King remained with the Yankees through the 2023 season, posting a 3.38 ERA across 115 appearances and 19 starts with the team.
He was part of a five-player package that was sent to San Diego in exchange for Soto and Grisham, both of whom excelled during their brief time in New York.
Why a King Reunion Makes Sense for Yankees
King was among the top starting pitchers in the league during his first season as a Padre in 2024, finishing with a 2.95 ERA across 173 2/3 innings for San Diego, which earned him a seventh-place finish in National League Cy Young Award voting.
He remained effective when healthy this past season too with a 3.44 ERA and 76 strikeouts over 15 starts and 73 1/3 frames, but shoulder and knee injuries kept him off a big-league mound for right around half the year.

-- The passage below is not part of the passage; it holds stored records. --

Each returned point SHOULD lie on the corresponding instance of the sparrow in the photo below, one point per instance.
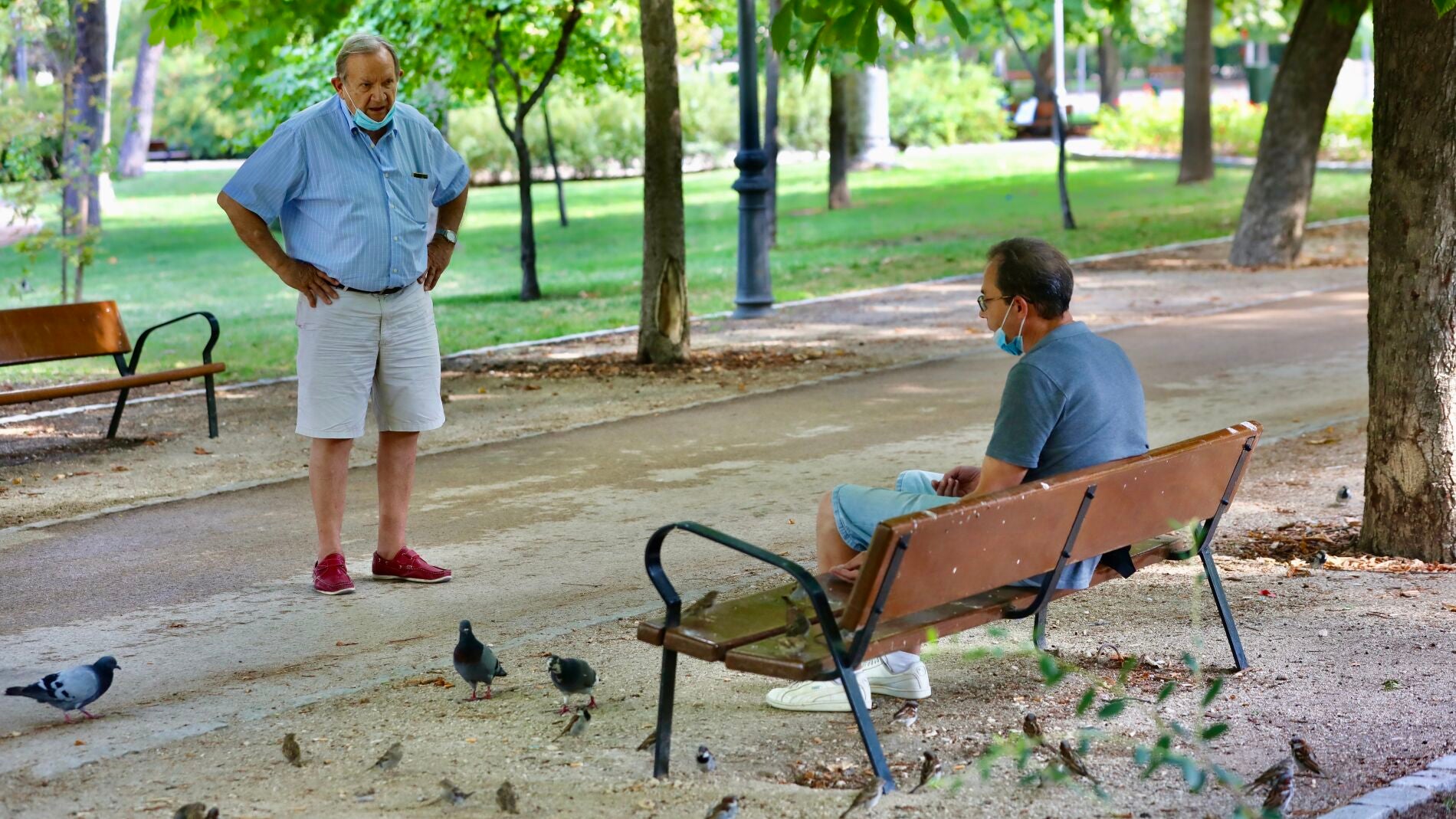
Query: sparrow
(867, 799)
(506, 798)
(707, 762)
(1074, 761)
(907, 713)
(930, 770)
(579, 723)
(290, 749)
(1281, 794)
(727, 808)
(451, 793)
(1271, 775)
(1305, 755)
(391, 757)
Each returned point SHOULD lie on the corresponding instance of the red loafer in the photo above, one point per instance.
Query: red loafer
(408, 565)
(331, 576)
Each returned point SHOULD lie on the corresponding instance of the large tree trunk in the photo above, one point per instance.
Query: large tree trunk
(530, 290)
(143, 102)
(87, 105)
(771, 127)
(1412, 463)
(1108, 69)
(838, 142)
(1197, 143)
(1271, 228)
(663, 325)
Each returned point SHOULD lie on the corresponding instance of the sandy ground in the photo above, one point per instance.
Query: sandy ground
(60, 467)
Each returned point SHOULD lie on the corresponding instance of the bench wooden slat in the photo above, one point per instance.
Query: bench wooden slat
(110, 386)
(56, 332)
(771, 658)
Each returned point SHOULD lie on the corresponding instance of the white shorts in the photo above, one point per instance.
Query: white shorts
(362, 348)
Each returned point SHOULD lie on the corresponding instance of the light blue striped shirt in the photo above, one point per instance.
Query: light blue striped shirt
(353, 208)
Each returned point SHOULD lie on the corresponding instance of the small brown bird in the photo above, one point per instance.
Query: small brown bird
(907, 713)
(1271, 775)
(391, 758)
(506, 798)
(1074, 761)
(290, 749)
(1281, 794)
(931, 768)
(867, 799)
(1305, 755)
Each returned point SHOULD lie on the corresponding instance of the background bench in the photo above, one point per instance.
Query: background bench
(951, 569)
(90, 329)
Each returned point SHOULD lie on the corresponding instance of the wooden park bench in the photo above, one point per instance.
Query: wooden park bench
(89, 329)
(953, 568)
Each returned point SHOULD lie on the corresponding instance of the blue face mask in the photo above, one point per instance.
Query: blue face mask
(363, 121)
(1014, 345)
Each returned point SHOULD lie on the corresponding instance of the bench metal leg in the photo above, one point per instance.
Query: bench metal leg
(667, 686)
(212, 406)
(116, 415)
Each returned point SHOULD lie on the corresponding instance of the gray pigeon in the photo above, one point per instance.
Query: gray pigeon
(73, 689)
(572, 676)
(477, 662)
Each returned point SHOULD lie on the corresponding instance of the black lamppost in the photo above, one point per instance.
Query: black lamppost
(755, 286)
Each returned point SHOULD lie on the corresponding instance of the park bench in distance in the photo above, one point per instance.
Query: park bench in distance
(31, 335)
(951, 569)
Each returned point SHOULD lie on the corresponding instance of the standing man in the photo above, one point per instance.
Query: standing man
(353, 179)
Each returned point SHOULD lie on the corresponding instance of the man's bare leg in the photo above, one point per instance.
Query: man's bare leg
(328, 474)
(396, 479)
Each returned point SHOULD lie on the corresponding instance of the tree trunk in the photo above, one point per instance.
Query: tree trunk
(1108, 69)
(143, 102)
(1412, 461)
(838, 142)
(663, 326)
(771, 127)
(1271, 228)
(89, 100)
(530, 290)
(1197, 143)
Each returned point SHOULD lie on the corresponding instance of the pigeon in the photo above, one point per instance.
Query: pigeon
(290, 749)
(475, 662)
(907, 715)
(1305, 755)
(1281, 794)
(727, 808)
(707, 762)
(451, 794)
(1074, 761)
(572, 676)
(867, 799)
(391, 757)
(579, 723)
(700, 607)
(71, 690)
(506, 798)
(1271, 775)
(931, 768)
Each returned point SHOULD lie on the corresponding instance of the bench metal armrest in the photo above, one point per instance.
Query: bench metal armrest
(142, 339)
(674, 604)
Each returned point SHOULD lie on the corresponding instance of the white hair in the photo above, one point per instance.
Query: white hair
(363, 43)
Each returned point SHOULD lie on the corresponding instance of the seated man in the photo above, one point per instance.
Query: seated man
(1074, 401)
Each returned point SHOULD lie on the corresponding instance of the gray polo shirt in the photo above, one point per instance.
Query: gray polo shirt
(1074, 401)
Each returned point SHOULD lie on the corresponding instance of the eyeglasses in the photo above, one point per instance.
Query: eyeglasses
(980, 300)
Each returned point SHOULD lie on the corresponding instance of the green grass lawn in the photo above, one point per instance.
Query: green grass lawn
(172, 251)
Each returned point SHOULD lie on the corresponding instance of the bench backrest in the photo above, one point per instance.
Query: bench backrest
(63, 330)
(982, 545)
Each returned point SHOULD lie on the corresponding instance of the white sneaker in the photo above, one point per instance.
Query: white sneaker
(817, 696)
(910, 684)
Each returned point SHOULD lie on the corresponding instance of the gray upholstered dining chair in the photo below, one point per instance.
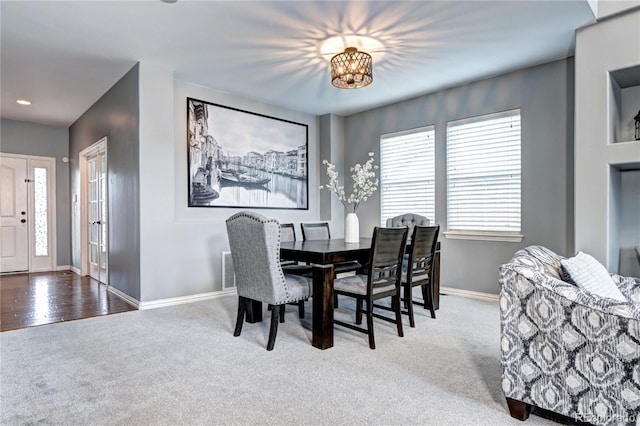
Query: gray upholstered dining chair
(254, 241)
(409, 220)
(288, 233)
(381, 281)
(419, 269)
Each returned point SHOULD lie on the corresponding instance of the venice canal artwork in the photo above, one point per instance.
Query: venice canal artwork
(243, 159)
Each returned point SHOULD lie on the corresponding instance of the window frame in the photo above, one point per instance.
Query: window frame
(484, 234)
(429, 211)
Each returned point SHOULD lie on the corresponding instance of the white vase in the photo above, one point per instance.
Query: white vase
(351, 228)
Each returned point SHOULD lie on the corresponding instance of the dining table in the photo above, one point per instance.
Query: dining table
(322, 255)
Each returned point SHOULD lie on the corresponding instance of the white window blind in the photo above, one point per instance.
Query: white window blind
(483, 174)
(407, 175)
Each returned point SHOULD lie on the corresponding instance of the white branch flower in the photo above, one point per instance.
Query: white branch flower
(364, 179)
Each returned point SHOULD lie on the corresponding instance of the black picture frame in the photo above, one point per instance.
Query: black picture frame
(242, 159)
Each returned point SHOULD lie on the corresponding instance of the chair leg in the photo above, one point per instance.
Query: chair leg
(273, 330)
(359, 311)
(428, 296)
(408, 297)
(242, 307)
(372, 342)
(395, 302)
(518, 409)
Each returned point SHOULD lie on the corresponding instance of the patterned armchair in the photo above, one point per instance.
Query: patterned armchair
(564, 349)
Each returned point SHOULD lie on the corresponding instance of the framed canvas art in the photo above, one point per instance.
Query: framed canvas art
(243, 159)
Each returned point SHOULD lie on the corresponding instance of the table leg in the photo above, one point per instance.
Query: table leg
(254, 312)
(322, 326)
(436, 281)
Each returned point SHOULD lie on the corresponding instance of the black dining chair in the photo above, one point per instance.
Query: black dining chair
(419, 269)
(409, 220)
(382, 280)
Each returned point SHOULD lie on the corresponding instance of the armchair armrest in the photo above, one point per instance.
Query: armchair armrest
(629, 286)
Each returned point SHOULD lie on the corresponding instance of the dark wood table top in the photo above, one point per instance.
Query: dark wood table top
(325, 251)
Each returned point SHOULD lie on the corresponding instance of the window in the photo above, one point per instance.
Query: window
(407, 175)
(483, 177)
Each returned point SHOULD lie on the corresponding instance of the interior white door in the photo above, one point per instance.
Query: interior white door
(14, 229)
(97, 216)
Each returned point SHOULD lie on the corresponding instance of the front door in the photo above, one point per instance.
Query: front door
(97, 215)
(14, 227)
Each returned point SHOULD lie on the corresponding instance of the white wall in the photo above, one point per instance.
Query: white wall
(611, 45)
(180, 246)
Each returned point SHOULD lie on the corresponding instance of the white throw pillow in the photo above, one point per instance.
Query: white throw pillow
(590, 275)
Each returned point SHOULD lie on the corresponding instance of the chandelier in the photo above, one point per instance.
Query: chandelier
(351, 69)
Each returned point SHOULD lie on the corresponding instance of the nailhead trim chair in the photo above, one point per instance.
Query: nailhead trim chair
(254, 241)
(288, 233)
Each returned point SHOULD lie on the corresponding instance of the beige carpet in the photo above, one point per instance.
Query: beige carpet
(182, 365)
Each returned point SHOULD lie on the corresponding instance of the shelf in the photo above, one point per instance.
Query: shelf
(624, 103)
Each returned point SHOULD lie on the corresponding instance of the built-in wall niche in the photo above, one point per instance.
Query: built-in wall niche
(624, 220)
(624, 103)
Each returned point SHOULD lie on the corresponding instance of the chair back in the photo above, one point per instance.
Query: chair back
(287, 232)
(409, 220)
(315, 231)
(423, 250)
(254, 241)
(385, 261)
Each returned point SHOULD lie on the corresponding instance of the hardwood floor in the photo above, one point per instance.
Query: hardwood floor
(28, 300)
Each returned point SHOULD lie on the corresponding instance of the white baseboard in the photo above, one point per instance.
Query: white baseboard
(470, 294)
(126, 297)
(161, 303)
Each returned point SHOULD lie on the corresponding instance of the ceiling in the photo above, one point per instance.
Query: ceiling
(64, 55)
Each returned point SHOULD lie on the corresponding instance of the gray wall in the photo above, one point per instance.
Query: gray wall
(20, 137)
(544, 95)
(116, 116)
(629, 222)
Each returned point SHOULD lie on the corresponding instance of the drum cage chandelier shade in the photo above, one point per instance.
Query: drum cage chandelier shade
(351, 69)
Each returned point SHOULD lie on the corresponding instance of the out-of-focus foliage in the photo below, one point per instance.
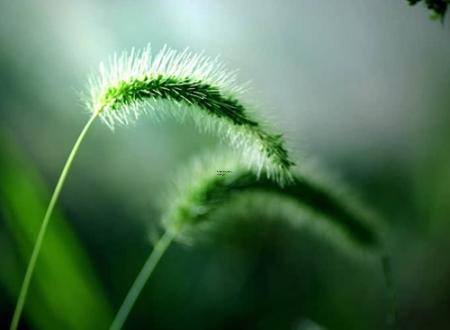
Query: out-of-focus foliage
(439, 7)
(361, 85)
(65, 292)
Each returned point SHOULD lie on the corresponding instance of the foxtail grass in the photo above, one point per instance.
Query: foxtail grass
(170, 84)
(209, 183)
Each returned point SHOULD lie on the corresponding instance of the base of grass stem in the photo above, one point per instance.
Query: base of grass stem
(48, 213)
(142, 278)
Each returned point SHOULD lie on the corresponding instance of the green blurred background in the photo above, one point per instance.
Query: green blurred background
(362, 86)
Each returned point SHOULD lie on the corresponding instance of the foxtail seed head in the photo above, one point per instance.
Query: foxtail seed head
(204, 187)
(186, 85)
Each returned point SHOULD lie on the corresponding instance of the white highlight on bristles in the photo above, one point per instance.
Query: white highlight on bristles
(136, 64)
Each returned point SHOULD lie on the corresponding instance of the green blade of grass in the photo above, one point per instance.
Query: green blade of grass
(66, 293)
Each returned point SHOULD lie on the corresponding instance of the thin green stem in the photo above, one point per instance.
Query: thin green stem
(142, 279)
(44, 225)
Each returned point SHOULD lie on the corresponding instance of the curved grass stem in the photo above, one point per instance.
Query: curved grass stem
(37, 246)
(141, 279)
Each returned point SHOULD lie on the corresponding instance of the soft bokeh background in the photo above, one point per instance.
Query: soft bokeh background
(362, 86)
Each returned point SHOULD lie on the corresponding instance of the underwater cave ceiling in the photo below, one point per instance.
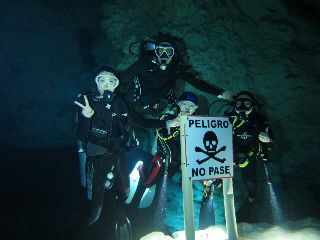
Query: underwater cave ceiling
(263, 46)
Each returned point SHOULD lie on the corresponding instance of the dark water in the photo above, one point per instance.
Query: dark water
(41, 198)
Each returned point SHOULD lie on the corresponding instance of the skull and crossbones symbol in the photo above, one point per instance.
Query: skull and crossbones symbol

King is among the best rotation options available on the open market this offseason despite some potential durability concerns, and the Yankees have every reason to be heavily involved in this case.
New York is always going to shoot for the stars when it comes to acquiring talent, especially when it comes to starting pitching. That much is clear when considering that the organization has signed Gerrit Cole (nine years, $324 million), Carlos Rodón (six years, $162 million) and Max Fried (eight years, $218 million) to mega deals over the past six years.
With both Rodón (elbow) and Cole (Tommy John surgery) both set to miss the beginning of the 2026 campaign, the Yankees’ rotation will be a little thin to kick things off.
The club could use additional starters even outside of that, though, and their familiarity with King, and vice versa, makes for a logical pairing.
King, who excels at limiting hard contact (87.8 mph average exit velocity against in 2025) while also striking out hitters at an above-average rate (24.7 percent), is projected by MLB Trade Rumors to land a four-year, $80 million contract.
If that’s in the ballpark of where his value truly stands, the Yankees should do everything in their power to bring King back.